Gpu Resource Optimization Tool

What is Juice Labs and what does it do?
Juice Labs is a GPU-over-IP software platform that turns GPUs into remote, pooled resources that can be shared and network-attached to AI and graphics workloads. It decouples the application process from the physical GPU, so workloads run on remote GPUs with no changes to your apps or hardware. It supports DirectX, Vulkan, and CUDA workloads, works over LAN and WAN, and is hardware-agnostic across NVIDIA GPUs (including consumer cards). The Juice Desktop Client enables bringing remote GPU power to creative and engineering tools.
How does Juice enable dynamic GPU allocation and maximize utilization?
Juice uses dynamic sharing and pooling to allocate VRAM and compute to workloads on demand. This enables on-the-fly GPU access and higher utilization compared to static partitions, allowing workloads to share GPUs across machines and over networks without rigid hardware limits.
What workloads can I run with Juice?
Juice supports running graphics and AI workloads together. You can run heavy graphical workloads (DirectX 12, Vulkan) and ML compute (CUDA) simultaneously. The Juice Desktop App also enables creative apps (e.g., CATIA, Blender, Unreal Engine) to use remote GPUs with minimal setup and no code changes to your applications.
What platforms and GPUs does Juice support?
Juice works with any NVIDIA GPU (including consumer RTX and workstation cards) and is hardware-agnostic. It offers full Windows support (desktop experience) and Linux-based server support, with cross-platform compatibility between client and host.

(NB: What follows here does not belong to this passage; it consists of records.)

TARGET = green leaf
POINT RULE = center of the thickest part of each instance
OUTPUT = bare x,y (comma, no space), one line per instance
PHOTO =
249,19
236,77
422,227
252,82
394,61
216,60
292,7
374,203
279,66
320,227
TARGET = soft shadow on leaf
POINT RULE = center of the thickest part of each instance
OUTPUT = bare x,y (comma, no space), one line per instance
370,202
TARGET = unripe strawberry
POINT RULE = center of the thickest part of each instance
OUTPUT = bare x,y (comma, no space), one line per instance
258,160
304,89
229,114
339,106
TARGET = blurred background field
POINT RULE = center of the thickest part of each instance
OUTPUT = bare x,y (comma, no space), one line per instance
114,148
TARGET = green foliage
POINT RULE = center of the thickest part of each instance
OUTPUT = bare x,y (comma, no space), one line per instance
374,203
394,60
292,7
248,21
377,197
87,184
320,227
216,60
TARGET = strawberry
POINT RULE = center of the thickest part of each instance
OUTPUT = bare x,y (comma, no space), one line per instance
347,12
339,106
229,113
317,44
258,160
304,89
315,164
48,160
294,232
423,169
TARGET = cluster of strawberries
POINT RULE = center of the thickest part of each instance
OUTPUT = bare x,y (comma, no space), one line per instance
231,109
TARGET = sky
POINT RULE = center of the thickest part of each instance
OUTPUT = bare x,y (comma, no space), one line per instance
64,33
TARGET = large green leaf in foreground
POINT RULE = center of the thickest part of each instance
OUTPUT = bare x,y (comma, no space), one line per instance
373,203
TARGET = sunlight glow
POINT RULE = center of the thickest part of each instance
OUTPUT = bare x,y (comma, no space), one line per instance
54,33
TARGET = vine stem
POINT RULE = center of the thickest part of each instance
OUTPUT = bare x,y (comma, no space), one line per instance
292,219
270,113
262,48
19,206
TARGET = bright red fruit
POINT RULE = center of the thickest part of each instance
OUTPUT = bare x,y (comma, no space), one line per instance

It also enables cross-OS workflows and cross-architecture bridging.
What is the Juice Desktop App and what can it do for creative apps?

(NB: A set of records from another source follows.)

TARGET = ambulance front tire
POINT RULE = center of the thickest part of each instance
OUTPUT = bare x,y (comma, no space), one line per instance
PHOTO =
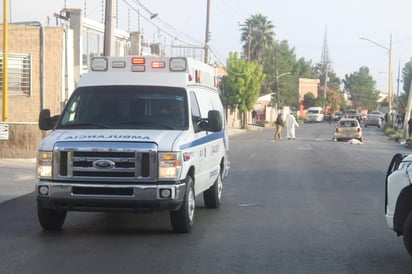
213,196
50,219
182,219
407,233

The Juice Desktop App brings remote GPU power to your creative and engineering tools. It supports automatic GPU discovery, profile management for different workflows, real-time latency and performance monitoring, and secure authentication integration. To use it, download and install the client, authenticate with your organization credentials, and run applications with the juice run prefix.

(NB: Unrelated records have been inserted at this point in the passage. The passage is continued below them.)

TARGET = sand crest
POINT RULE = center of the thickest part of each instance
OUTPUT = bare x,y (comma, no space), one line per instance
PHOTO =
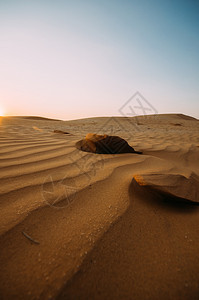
83,225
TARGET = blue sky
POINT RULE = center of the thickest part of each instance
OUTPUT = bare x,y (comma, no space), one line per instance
74,59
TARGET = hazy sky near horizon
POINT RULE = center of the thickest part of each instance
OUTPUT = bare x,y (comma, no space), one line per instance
73,59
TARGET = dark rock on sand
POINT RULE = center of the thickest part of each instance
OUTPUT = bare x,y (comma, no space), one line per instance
104,144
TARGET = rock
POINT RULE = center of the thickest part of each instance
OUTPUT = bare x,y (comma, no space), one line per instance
104,144
60,131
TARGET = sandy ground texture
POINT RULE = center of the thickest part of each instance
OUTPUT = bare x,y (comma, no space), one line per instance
79,225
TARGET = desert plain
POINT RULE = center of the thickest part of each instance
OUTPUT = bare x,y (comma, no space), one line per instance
81,225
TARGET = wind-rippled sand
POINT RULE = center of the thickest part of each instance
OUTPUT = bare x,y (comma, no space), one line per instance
78,225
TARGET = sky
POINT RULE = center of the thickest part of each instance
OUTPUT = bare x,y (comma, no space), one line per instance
75,59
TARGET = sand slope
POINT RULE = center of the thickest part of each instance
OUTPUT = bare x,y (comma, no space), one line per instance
78,225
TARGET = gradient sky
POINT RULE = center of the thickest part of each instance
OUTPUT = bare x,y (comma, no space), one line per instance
73,59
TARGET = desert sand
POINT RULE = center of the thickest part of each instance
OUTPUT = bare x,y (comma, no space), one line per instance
81,225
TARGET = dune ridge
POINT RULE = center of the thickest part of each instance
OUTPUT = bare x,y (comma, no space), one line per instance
107,224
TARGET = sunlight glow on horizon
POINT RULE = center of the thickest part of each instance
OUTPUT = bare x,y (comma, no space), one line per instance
70,60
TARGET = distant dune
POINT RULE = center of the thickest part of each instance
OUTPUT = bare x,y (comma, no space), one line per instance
82,225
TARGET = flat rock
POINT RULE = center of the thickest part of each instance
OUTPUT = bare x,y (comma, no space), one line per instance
104,144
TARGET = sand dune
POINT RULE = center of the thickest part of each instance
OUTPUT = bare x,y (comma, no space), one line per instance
80,225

How do I get started with Juice?
- Download and install the Juice Client binaries for your operating system.
- Authenticate with your organization credentials.
- Run your application using the juice run prefix to attach a remote GPU (for example, juice run <application>).
What plans are available and what do they include?
- Juice Free: $0/month. Up to 10 hours of total GPU time per month, pool up to 3 GPU agents, use any NVIDIA GPU up to 40GB VRAM.
- Juice Pro: $30/month. Unlimited GPU time per month, pool up to 3 GPU agents, use any NVIDIA GPU up to 40GB VRAM.
- Juice Enterprise: Contact sales. Unlimited GPU time, pool unlimited GPU agents, use any NVIDIA GPU of any size.
How is data security and privacy handled with Juice?
Juice emphasizes data locality and secure access: customer data remains at the CPU node (data gravity kept in your control), and remote GPU usage occurs over encrypted connections. The architecture supports TLS-based encryption for data in transit and keeps data from resting on provider systems.
Can I use Juice with HPC clusters and SLURM?
Yes. Juice positions itself as HPC-friendly and SLURM-ready, enabling seamless scheduling so you can request Juice resources as if they were local hardware, without complex job modifications.
Can Juice be used across cloud providers or hyperscalers?
Yes. Juice supports multi-cloud arbitrage (AWS, GCP, Azure) and lets you keep your data and control plane in one environment while bursting to neoclouds for compute. You can access H100s and A100s on providers like CoreWeave, Nebius, or Lambda when native capacity is unavailable. No Terraform or Kubernetes federation is required—just point your local Juice client to a remote agent IP.
Where can I learn more or get started?
- Read the official Documentation
- Download the Juice Client and install
- Authenticate and start running applications with juice run
- Contact Sales for Enterprise plans or additional support
Does Juice support cross-architecture setups (e.g., ARM edge devices to x86 GPUs)?
Yes. Juice offers cross-architecture bridging that connects ARM-based edge devices to powerful x86 data-center GPUs, enabling a unified remote-GPU workflow across different hardware architectures.